The pattern and graphene microstructure of the prepared G-FETs were characterized by scanning electron microscopy (SEM; Teneo LV SEM equipped with energy-dispersive X-ray spectroscopy (EDS) detector), atomic force microscopy (AFM; mfp-3D operating in conventional intermittent contact, Asylum Research), and Raman spectroscopy (Renishaw InVia Raman microscope at 575 nm with 10% laser power). Electrical measurement was performed with the Keysight B1500A Semiconductor Analyzer and probe station.

3.2. Sensing performance evaluation

3.2.1. Real-time response of the functionalized G-FETs

The real-time response of the functionalized G-FETs with serotonin aptamers was performed using the Keithley B1500A Semiconductor Analyzer and probe station. Each time, 20 μL test solution was put on the sensing area of G-FET to record the response. After that, the test solution was quickly removed using Kimwipes, and the next test solution was added immediately using a second pipette. A series of freshly prepared serotonin solutions were used to evaluate the sensing performance of the fabricated G-FETs with serotonin aptamer. Similarly, the real-time response of G-FETs with dopamine aptamer was evaluated by gradually adding freshly prepared dopamine solution.

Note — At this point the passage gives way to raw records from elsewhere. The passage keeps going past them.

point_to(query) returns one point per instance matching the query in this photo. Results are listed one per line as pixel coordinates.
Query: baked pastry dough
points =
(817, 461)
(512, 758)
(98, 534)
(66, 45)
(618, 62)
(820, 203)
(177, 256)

3.2.2. Selectivity of the functionalized G-FETs sensor

The selectivity of the functionalized G-FETs with dopamine or serotonin aptamers was evaluated by recording the electrical response when the G-FETs were exposed to different neurotransmitters, such as dopamine, serotonin, norepinephrine, and gamma-aminobutyric acid.

4. Tissue collection

Adult C57BL/6J mice obtained from Jackson laboratories were used for all experiments. Brain tissue was harvested after transcardial perfusion with aCSF (LRE-S-LSG-1000-1, EcoCyte Bioscience). Mice were first anesthetized with 5% isoflurane in an induction chamber and then held under anesthesia with a nose cone throughout the procedure. An incision was made along the ventral surface of the mouse to expose the diaphragm, which was then separated from the rib cage. The rib cage was excised to expose the heart. Using a pair of blunt forceps, the heart was stabilized, and a needle for perfusion was inserted into the left ventricle. A small incision was then made in the right atrium of the heart, and 15 mL of aCSF was perfused through the animal. Once perfused, the mice were decapitated, and the dorsal surface of the skull was exposed with a midline incision through the skin. The skull is then opened to expose the brain, which is subsequently extracted and placed in aCSF. All experiments performed were approved by the University of Connecticut Institutional Animal Care and Use Committee Institutional Animal Care and Use Committee (IACUC).

5. Statistics

Experimental data are expressed as the mean ± standard deviation (SD). For two-group comparisons, statistical significance was determined by one-tailed Student’s t tests. P < 0.05 was considered statistically significant. The software used for statistical analysis was OriginLab.